The user moves from one page to the other, but at any time he is
focused on only one document. Availability of concurrency allows
for various extensions:

\noindent
{\em 1. Concurrent browsing:} allows a single
 user to concurrently explore 
different paths of the HTML graph. This is easily realized by having
a client spawning separate processes to carry on the navigation of
the documents. The separate sessions may be independent (i.e., they
separately report results in different parts of the user interface),
or the may interact during the navigation---for example, one of the navigation sessions may attempt to explore a
document which has been explored previously by another session---this
can be avoided by having a shared representation of the HTML graph between
the different navigations.

\noindent
{\em 2. Cooperative browsing:}
it is also important to allow separate navigation sessions, eventually
initiated by different users, to interact. A good example of this is 
represented by the  principle of {\em annotating}
HTML documents \cite{annotated,nmsu-www1}.

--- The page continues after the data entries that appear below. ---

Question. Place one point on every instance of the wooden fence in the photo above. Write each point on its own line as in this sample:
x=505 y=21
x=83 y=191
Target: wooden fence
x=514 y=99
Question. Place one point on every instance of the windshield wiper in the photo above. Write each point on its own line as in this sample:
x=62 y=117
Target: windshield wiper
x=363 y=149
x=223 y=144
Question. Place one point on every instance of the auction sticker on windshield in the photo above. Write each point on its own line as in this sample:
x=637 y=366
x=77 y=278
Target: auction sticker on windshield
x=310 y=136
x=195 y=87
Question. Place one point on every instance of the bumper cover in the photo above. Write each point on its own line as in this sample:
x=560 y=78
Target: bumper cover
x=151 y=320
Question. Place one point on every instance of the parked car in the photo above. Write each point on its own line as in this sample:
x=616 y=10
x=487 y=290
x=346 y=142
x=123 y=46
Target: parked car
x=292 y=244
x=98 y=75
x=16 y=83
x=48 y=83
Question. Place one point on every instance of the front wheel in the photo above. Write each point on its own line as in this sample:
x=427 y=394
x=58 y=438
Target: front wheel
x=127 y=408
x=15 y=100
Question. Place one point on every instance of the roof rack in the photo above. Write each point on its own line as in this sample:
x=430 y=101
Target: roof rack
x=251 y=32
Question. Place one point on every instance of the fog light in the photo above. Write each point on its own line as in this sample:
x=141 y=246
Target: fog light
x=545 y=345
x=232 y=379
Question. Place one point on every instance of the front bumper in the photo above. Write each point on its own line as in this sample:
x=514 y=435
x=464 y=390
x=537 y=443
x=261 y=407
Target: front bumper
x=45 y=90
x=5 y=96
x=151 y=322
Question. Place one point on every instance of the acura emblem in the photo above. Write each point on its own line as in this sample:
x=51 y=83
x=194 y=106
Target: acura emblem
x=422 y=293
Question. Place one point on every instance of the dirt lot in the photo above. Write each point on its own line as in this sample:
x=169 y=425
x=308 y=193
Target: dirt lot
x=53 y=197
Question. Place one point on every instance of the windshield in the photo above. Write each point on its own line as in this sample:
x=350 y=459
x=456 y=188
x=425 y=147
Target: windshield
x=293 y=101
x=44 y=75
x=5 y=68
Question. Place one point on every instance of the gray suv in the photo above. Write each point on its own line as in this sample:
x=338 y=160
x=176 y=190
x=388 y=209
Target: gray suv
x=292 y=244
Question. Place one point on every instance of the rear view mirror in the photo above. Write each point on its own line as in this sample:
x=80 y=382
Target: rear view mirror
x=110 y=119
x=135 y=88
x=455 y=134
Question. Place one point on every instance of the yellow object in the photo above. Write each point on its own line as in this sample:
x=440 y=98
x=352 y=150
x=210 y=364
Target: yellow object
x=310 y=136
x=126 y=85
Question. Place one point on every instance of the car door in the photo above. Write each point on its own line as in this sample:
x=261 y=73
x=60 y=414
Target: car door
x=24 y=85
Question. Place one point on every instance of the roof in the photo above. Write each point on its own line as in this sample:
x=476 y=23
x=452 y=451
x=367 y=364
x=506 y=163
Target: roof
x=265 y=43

 Members of a working team may be separately operating
via different browsing sessions (e.g., they are browsing the Web in
search of information on a given topic). The members of the team, even
if they are carrying on independent activities,  need to interact,
in order to avoid re-visiting twice the same document and to allow 
a member  of the team to gather information regarding 
documents visited by other members. 
This can be realized using communicating browsers
(e.g., shared database of annotations, shared
representation of the visited HTML graph, etc.)